Trump, como todo líder populista, se presenta como el antipolítico; un «outsider», no contaminado por la política de Washington DC y los intereses especiales y financieros de Wall Street, de lobbies y donantes que habrían financiado la máquina corrupta -así se le presenta- de los Clinton. «Él no es un político», como dijera un vecino de Hershey, Pensilvania, unos días antes de la elección. Los líderes populistas nunca son políticos.
Entre los más entusiasmados con su triunfo, se cuentan Vladimir Putin (nacional-populista, partidario de la «democracia soberana»), en Rusia; Marine Le Pen, del ultra-derechista Frente Nacional de Francia; Nigel Farage, de los Independientes (UKIP) de Gran Bretaña, principal promotor del Brexit; Geert Wilders, del Partido por la Libertad, de Holanda, y todos los líderes europeos más representativos del nacional-populismo, definido este último como euroescéptico, xenófobo, antiinmigración y antiglobalización.
Es el mundo que emerge, y tendremos que lidiar con las alianzas que empieza a prefigurar el nacional-populismo, con su impronta antiglobalización. Surge en clave de derecha, más que de izquierda.
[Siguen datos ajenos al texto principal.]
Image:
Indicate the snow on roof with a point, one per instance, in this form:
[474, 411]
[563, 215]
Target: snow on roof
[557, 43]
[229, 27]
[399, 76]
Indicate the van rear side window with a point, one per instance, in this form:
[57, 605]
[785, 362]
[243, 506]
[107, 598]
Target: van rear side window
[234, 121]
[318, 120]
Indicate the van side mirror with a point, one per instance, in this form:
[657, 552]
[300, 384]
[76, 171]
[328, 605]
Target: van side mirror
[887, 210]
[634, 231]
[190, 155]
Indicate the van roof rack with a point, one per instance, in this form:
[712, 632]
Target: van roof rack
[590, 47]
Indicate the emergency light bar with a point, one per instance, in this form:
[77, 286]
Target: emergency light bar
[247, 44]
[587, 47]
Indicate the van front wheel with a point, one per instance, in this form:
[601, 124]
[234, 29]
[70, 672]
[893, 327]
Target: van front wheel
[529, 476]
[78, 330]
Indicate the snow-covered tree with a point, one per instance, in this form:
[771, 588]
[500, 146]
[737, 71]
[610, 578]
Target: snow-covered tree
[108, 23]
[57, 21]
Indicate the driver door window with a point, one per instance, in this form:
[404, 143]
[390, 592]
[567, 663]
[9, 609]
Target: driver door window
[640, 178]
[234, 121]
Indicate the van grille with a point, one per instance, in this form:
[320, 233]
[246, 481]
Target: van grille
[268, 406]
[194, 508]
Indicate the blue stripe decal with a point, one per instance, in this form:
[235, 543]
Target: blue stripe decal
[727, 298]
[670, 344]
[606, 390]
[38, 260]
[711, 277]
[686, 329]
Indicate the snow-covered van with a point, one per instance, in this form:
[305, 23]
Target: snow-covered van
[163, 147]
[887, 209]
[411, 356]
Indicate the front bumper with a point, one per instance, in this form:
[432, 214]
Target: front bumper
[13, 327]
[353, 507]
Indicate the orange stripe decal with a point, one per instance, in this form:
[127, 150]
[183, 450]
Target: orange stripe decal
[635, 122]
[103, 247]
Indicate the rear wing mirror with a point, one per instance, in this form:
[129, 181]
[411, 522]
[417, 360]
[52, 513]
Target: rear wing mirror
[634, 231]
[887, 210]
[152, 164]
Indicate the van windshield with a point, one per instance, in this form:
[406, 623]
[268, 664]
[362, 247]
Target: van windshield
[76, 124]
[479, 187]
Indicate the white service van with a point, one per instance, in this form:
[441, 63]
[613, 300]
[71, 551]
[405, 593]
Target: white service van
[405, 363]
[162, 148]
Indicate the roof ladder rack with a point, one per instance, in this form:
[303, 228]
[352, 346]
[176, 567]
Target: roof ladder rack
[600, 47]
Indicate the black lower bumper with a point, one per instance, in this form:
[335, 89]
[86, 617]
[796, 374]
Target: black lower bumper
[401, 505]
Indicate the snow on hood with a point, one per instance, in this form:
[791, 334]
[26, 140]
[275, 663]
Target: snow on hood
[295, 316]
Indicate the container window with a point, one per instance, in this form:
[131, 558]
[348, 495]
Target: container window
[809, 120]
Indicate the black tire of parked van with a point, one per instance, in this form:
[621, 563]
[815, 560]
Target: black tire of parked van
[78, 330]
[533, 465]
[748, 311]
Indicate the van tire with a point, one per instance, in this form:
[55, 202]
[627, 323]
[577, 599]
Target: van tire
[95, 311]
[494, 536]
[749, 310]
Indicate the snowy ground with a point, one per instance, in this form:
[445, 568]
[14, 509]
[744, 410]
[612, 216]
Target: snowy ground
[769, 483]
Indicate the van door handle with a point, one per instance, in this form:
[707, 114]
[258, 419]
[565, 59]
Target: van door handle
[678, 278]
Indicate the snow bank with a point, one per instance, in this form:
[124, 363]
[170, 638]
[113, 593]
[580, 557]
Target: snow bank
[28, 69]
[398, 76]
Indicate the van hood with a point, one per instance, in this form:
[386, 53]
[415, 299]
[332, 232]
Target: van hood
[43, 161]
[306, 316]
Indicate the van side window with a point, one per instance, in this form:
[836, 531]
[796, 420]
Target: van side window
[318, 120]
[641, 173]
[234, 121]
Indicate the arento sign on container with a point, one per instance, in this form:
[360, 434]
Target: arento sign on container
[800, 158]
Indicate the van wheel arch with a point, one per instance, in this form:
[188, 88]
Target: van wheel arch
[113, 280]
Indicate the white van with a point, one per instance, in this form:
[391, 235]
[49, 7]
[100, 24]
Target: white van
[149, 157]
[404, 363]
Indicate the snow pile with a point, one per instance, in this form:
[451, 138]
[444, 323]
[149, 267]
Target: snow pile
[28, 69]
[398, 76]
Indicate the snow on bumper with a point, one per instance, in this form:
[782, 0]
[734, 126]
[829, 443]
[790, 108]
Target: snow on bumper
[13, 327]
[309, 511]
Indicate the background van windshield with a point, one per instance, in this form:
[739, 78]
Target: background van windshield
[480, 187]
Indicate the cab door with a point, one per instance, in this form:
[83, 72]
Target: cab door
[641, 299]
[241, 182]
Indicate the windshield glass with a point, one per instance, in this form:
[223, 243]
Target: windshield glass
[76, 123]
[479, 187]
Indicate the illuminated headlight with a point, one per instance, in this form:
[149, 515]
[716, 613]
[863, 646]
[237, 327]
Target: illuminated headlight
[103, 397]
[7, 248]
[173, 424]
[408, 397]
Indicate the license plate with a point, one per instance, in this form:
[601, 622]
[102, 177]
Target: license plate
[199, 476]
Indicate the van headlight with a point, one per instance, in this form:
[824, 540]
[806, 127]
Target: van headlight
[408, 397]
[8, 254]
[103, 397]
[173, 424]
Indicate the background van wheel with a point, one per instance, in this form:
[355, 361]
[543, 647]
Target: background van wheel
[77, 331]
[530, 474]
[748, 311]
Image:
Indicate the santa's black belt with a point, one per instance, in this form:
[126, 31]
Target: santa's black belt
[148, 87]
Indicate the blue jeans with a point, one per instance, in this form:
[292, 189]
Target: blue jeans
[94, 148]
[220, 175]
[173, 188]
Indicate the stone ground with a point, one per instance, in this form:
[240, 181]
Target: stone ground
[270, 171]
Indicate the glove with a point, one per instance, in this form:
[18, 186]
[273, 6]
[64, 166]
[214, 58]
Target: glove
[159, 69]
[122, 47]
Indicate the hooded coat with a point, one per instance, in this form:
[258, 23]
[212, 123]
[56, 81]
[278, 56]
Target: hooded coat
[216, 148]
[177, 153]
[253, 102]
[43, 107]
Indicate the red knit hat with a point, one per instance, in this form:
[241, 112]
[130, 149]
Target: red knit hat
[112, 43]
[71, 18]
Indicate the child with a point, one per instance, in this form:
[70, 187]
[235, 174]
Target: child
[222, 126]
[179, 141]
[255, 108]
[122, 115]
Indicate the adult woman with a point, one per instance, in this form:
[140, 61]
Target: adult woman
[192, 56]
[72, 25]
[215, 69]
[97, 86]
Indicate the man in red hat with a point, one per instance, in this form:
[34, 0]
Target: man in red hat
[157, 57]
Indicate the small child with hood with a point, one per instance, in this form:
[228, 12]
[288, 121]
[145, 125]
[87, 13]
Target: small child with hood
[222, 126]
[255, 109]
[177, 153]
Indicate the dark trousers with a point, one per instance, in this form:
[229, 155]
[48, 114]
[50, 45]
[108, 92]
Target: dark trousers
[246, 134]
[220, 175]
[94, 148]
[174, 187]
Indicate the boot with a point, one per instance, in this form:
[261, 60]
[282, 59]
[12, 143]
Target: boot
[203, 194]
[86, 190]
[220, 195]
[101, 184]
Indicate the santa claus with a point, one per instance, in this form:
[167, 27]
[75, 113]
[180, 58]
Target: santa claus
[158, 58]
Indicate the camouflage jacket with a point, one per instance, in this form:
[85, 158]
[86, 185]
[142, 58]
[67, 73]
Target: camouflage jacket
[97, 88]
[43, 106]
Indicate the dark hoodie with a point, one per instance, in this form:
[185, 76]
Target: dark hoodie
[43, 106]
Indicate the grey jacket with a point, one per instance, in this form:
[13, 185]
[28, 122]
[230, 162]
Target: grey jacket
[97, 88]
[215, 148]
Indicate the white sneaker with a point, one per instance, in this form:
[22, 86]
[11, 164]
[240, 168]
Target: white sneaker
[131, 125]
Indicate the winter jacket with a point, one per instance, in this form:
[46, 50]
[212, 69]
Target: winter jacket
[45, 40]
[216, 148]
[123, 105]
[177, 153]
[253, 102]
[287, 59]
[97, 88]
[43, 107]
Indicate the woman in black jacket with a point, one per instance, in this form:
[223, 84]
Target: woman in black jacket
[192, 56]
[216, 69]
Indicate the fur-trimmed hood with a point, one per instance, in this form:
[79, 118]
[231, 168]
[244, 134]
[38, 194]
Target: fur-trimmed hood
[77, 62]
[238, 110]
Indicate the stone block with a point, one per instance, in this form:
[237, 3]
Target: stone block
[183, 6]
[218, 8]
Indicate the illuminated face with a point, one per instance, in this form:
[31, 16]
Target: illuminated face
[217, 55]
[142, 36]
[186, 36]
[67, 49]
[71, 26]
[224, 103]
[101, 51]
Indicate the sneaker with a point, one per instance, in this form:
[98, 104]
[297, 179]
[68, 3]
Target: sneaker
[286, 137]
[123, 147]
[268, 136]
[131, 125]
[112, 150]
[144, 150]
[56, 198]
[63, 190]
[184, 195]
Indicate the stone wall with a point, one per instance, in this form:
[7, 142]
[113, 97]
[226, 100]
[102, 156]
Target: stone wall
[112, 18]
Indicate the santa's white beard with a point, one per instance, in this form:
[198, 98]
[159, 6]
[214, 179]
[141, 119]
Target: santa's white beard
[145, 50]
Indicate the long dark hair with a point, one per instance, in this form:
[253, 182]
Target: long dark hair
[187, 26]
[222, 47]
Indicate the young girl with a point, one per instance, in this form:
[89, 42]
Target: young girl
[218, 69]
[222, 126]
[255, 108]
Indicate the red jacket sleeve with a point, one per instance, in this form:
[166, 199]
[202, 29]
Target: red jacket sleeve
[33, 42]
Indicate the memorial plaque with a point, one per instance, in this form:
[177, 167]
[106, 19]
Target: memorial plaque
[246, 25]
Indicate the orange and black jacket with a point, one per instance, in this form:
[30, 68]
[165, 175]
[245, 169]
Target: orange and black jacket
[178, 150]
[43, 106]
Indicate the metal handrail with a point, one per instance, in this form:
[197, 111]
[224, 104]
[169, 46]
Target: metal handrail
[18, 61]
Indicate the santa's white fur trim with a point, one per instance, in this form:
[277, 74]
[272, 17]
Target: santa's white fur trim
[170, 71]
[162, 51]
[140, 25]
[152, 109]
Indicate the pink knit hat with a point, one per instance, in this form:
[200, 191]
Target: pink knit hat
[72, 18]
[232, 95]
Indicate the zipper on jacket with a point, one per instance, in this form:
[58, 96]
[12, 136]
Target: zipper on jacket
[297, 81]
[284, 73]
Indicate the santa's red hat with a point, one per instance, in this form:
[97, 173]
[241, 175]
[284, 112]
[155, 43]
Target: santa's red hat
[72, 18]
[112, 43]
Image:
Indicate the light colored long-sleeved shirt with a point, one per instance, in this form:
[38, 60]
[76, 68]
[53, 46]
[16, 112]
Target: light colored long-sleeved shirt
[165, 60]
La socialdemocracia europea está en la ruina y los partidos antiglobalización de la izquierda son más bien marginales, como Syriza, en Grecia, y, en menor medida, Podemos, en España.
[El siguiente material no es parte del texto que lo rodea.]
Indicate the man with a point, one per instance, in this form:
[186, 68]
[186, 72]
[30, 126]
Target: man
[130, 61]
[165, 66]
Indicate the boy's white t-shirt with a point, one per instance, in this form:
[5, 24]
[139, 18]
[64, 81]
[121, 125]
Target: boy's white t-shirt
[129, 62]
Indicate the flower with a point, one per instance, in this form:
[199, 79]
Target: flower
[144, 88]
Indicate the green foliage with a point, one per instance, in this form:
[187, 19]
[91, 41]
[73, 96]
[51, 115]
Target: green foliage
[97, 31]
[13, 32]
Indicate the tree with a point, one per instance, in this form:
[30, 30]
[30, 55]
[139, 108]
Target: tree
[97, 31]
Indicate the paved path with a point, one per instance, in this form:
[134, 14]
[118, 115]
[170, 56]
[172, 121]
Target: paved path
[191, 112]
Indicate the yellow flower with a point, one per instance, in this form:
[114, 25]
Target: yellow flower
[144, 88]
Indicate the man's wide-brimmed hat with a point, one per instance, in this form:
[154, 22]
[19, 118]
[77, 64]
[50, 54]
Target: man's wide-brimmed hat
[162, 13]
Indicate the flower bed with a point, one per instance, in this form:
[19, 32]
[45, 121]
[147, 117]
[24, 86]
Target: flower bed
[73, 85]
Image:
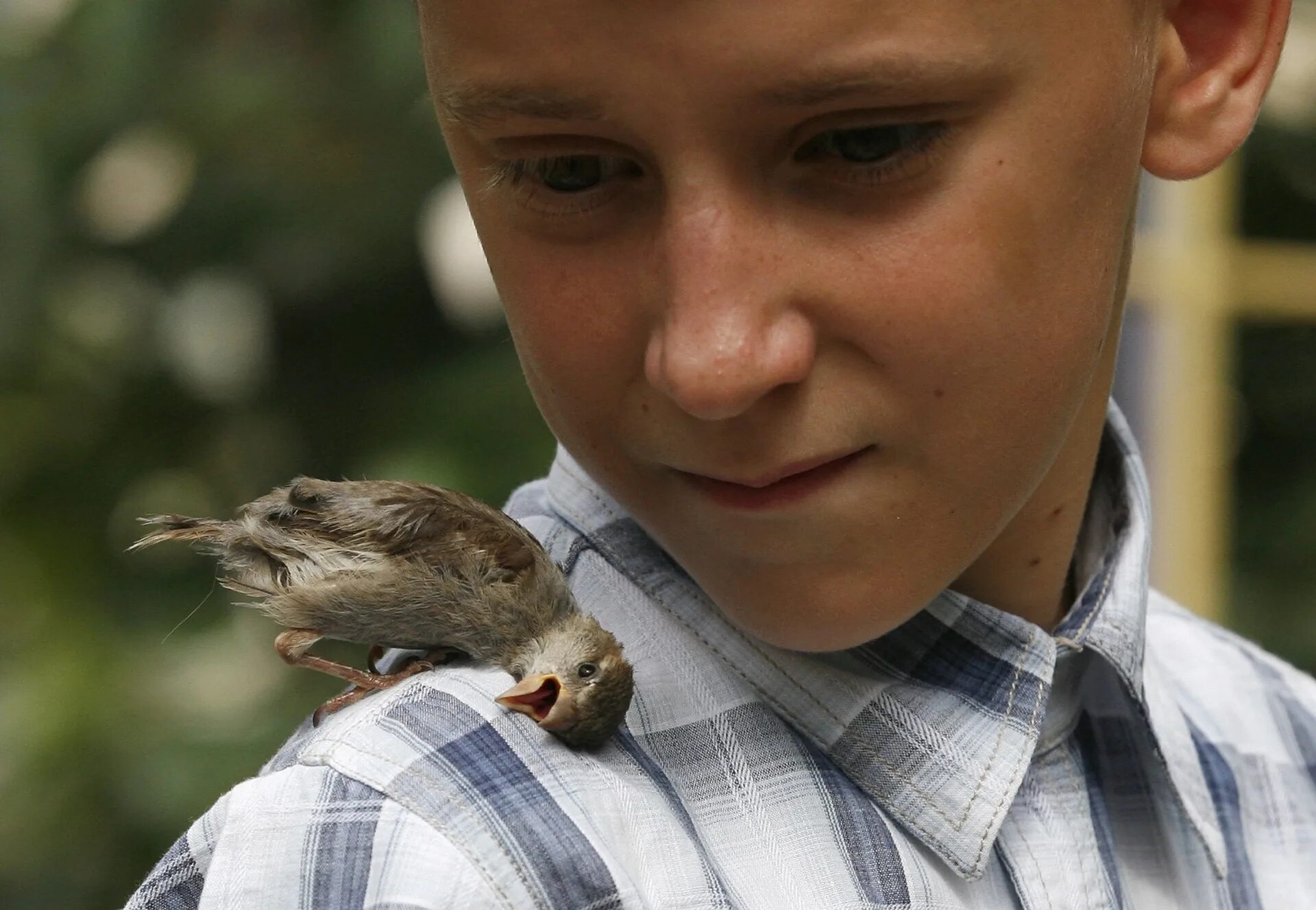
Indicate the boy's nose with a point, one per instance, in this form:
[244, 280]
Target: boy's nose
[729, 328]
La mejor respuesta a todo este desvarío «anti» (globalización, inmigración, libre comercio, establishment ), de imprevisibles consecuencias, la encontramos en el magnífico libro de Daniel Innerarity, filósofo y político vasco, «La política en tiempos de indignados», la más lúcida defensa de la política y la democracia representativa que se haya escrito en tiempos de indignados: «la crisis política en que nos encontramos no se arregla poniendo a la gente en el lugar de los gobernantes, suprimiendo la dimensión representativa de la democracia. Se trata de que unos y otros, sociedad y sistema político, gestionemos juntos la misma incertidumbre».
También son dignas de resaltar las valientes palabras de Angela Merkel, quien, más allá de todo protocolo, hace un reconocimiento sustantivo y condicionado al triunfo de Trump: «Alemania y Estados Unidos están vinculados por valores, como la democracia, la libertad, el respeto por el derecho, la dignidad de las personas, independiente del color de su piel, su religión, su sexo, su orientación sexual, o sus convicciones políticas». Agrega que «sobre la base de esos valores» podrá Alemania construir una relación de cooperación con Donald Trump.
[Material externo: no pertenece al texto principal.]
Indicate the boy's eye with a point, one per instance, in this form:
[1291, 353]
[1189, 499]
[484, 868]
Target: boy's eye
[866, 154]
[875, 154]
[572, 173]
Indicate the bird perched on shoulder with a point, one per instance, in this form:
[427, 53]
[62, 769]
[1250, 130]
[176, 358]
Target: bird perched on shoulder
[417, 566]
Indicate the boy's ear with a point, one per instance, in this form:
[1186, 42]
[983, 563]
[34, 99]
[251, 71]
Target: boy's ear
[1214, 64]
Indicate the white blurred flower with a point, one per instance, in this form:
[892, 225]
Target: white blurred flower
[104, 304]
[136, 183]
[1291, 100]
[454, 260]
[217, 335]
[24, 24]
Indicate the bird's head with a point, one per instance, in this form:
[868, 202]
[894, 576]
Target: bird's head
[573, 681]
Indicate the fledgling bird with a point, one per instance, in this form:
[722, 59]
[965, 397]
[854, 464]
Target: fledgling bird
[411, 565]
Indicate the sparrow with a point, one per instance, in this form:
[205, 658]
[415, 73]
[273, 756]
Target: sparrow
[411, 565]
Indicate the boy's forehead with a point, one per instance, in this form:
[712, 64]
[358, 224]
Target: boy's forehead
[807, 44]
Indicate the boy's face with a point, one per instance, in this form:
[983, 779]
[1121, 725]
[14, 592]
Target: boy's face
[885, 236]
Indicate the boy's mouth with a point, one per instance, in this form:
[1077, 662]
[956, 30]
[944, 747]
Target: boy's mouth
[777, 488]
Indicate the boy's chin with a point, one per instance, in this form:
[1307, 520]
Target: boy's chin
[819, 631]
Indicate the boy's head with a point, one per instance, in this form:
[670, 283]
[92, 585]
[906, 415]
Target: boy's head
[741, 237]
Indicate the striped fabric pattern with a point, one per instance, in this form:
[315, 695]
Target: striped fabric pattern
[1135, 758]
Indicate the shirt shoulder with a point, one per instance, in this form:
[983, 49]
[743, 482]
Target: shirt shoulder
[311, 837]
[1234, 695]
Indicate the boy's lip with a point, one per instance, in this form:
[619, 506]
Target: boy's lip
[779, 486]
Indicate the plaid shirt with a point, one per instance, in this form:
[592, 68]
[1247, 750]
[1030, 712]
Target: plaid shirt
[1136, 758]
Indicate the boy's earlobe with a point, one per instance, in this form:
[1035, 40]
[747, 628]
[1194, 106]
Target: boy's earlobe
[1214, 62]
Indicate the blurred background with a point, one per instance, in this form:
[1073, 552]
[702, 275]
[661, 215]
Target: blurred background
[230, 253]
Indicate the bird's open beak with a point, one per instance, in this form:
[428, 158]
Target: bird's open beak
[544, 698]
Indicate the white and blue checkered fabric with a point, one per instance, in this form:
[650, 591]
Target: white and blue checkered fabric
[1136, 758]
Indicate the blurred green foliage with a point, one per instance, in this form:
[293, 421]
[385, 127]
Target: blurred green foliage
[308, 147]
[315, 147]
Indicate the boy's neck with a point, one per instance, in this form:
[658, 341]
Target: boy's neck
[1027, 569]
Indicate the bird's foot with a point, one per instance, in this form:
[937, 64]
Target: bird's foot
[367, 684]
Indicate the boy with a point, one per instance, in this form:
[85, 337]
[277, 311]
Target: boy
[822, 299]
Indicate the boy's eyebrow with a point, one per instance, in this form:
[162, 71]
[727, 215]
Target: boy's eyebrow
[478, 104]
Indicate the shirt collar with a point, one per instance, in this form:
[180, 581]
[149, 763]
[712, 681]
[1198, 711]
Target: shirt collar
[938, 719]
Palabras valientes y proféticas de quien, a no dudar, se convertirá en el principal contrapunto ético y político de Trump en la escena mundial, en una relación de cooperación condicionada.
América Latina ya no estará separada de Estados Unidos y Donald Trump por el Río Grande (o Río Bravo, como se le denomina en México), sino por el Muro, que es la principal promesa hacia nuestra región, como un aspecto central de su política antiinmigración. El nacionalismo y el populismo, hasta ahora característicos de los países del sur, de las economías emergentes, de América Latina, se trasladan hacia el norte desarrollado -Estados Unidos y Europa- en la forma del nacional-populismo.
Tiempos para meditar, reflexionar y actuar con racionalidad, la misma que muchos amigos del norte parecieran querer abandonar. Son tiempos difíciles los que vienen.